So...ummm...what was the theme of your post?

Julie Gray said...

Somebody wants to get spanked. :)

J.J. said...

Nah, I'd rather have an anvil drop on my head.

Trina0623 said...

Or say if your theme was "what does it mean to be human?" your main character's job could be to hunt down rebellious replicant human beings and terminate them. Just an idea... think I could get anywhere with that story? ;)

Anthony Peterson said...

"Some total nut jobs even name their characters in ways that allude to the theme"

Oops!
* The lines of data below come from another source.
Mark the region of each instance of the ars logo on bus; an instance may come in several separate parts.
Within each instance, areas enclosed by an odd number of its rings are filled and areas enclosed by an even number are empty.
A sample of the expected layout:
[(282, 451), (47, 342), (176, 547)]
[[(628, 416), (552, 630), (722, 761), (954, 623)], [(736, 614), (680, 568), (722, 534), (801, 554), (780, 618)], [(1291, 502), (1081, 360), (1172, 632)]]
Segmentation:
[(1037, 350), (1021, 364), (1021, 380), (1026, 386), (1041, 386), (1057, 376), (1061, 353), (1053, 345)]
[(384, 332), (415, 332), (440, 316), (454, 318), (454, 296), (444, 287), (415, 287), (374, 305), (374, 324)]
That makes me a certified nutcase.

Tavis Sarmento said...

Best post ever!

millar prescott said...

Yeah, I know... Pussy Galore. Gimme a break.

NYCWriter said...

You are toooooo funny.

Loved this post.
You had me going at first.



But it ain't April fools yet.

Stan said...

I have to agree that theme can be an elusive beast. That's why I don't go hunting for one. But if one shows up, great.

Structure is a pain in the A for me too. I prefer to just write and see what develops from the story and the characters themselves. Everything seems to fall into place by itself anyway.

I guess you could call my approach "naturalistic" or intuitive/follow the gut.

When I go purposely looking for something is when it's mostly nowhere in sight.

E.C. Henry said...

I'm with NYCWriter, this is a funny post, Julie. Though I DO think theme more important than you give it credit. THOUGH I do TOTALLY agree with you that "theme on every page, theme echoed in every character" risks going beyond the bounds of good story telling.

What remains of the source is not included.